Some of the returnees at Entebbe airport
Some of the returnees at Entebbe airport

“Oh, you come from Uganda? I have heard of Idi Amin”. Then you would go, but, but … Now it appears many of that generation are vanishing. We can introduce ourselves to be coming from Uganda without worrying that our entire being is going to be reduced to someone who lost power 44 years ago.

But is our image improving outside Uganda? Certainly yes, our mountain gorillas are known by more people. Every time I am outside Uganda, I am engulfed by two competing forces. One is that I always miss the country. Of course, I miss it because it is home, even when it may not be so homely.

Many Ugandans working abroad that I have spoken too really miss being here. Many were chased out by the difficulty to survive, by dreams that could not be met here, some by political persecution. But they long to live with their relatives and friends here. They miss the rich foods. Those little things – rolex, beans, nsenene, pancakes, royco, etc. They miss the generally good weather. Every winter they curse that they had to choose away, though they may not wish to return to stay.

They miss subtle things that are otherwise irritating while in Uganda: like the disorder that takes on the form of normal. It is boring to be serious and organised all through the year. Life becomes so predictable and robotic.

I imagine some tourists come to Uganda to break the boring monotony of sanity. You sometimes want to be part of the messy transport system, to watch government cars being driven as though by our cousins from Bwindi forest. You want to jump the queue without feeling guilty or stupid, because you are either more important or richer.

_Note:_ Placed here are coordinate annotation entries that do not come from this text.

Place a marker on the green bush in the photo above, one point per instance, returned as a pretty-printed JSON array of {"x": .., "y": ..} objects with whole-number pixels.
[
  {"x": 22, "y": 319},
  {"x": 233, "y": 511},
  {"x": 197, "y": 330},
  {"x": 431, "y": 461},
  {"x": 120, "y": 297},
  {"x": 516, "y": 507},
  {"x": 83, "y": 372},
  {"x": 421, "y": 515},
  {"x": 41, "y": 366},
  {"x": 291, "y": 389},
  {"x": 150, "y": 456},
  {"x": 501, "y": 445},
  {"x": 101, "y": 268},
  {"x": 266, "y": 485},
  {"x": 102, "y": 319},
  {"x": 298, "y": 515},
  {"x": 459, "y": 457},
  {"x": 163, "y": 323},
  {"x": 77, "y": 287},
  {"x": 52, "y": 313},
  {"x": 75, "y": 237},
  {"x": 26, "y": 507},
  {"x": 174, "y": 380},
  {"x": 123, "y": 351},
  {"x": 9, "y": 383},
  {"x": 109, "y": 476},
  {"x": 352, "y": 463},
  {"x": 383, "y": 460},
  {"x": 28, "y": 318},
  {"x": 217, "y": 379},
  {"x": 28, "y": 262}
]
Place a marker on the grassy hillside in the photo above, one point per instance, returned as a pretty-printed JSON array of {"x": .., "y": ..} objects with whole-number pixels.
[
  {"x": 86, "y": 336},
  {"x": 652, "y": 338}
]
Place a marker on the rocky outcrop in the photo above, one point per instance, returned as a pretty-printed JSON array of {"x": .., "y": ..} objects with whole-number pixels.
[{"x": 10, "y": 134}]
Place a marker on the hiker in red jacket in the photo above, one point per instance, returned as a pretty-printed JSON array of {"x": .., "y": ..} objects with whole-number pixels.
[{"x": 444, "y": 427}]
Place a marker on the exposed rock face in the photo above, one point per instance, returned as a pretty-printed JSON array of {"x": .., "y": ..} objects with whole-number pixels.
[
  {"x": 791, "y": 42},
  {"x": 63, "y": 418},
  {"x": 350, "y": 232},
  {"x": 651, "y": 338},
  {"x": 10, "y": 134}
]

Living in those countries where order has sucked life out of the everyday, you miss hearing someone ask: ‘Do you know who I am?’ Or making a call and asking a person performing their duty to speak to someone above, so as to negotiate special treatment or to walk out of an offence.

You miss the sight of obese men and women in neat suits, presiding over a shabby otherwise rich country with no remorse. Ruling a country that has secured a permanent place among the poorest countries in the world. But that doesn’t stop them from putting on weight.

When Ugandans travel, they try hard not to weep – if at all they care. You see, being in one place without exposure, you easily convince yourself that you are doing well. Baganda tell us that a person who hasn’t gone beyond home is often in praises for their mother’s cooking.

When you go outside Uganda and see how countries (including deserts) are making progress, you seethe with helpless rage and anger. You feel stupid, on well-organised trains and buses. You feel dehumanised in well-facilitated healthcare systems.

You feel abused, recalling that your leaders travel too (on your taxes), see all that is happening elsewhere, and come back to focus on their private wellbeing and accumulation. We have always boasted to the world, in our Ubuntu talks, of how we are a community of caring for each other unlike the individualistic West.

That our social philosophy is ‘I am because we are’. The thieving politician recites this too. The one who steals medicines from public hospitals recites the Ubuntu creed as well, capping it with ‘For God and My Country’.

A person without a sense of shame is a shell. Many of our leaders wouldn’t have been able to roam cities abroad without struggling with guilt. I doubt any serious politician or everyday person would respect the. But instead, they walk heads high, coming out of their VVIP ghettoised countries. They castigate diaspora countrymates for embarrassing them at foreign gatherings. They feel that their importance is not appreciated.

They find no problem in all of them seeking for treatment abroad after abandoning their own hospitals. Foreign doctors must be marvelling at the lunatic spectacle, not to mention how we build their economies – with sweaty money from poor taxpayers. Brutish selfishness of this kind must be equipping those who argue that there is something amiss with the reason of our race.

Nevertheless, these ‘leaders’ still expect dignified treatment, for being thoughtful humans – clad in Ubuntu garments. They confidently stretch out their massive bodies on foreign hospital beds for basic examination, as they prepare for a speech on Ubuntu and to beg with dignity.

They take photos on massive foreign developments, and frame them to be hanged in their palatial homes. They smile for the camera in neat foreign city parks and at magnificent bridges. No shame that their one or two old colonial bridges are guarded by soldiers, criminal to photograph. Yet they get shocked at our reactions when they are packed together in a van in Britain.

If it was up to them, they would have flown with their convoys, to emphasise their importance. You can’t fail to miss all this drama while away from home. You miss the boda boda chaos. You miss the unending fundraising invitations. You miss the new roads that are already old enough to produce potholes and grandchildren.

You miss being updated on what new thing the Twitter General has tweeted. Never know, one day, we might wake up with an idea of annexing South Sudan to Uganda.

As I am writing this article, I am watching a speech by the President – promising to crush the corrupt people in government. I actually believe he will one day crush corruption, the same way I believe that mermaids exist in Lake Victoria. I miss these things whenever I leave this place!

jsssentongo@gmail.com

The author is a teacher of philosophy.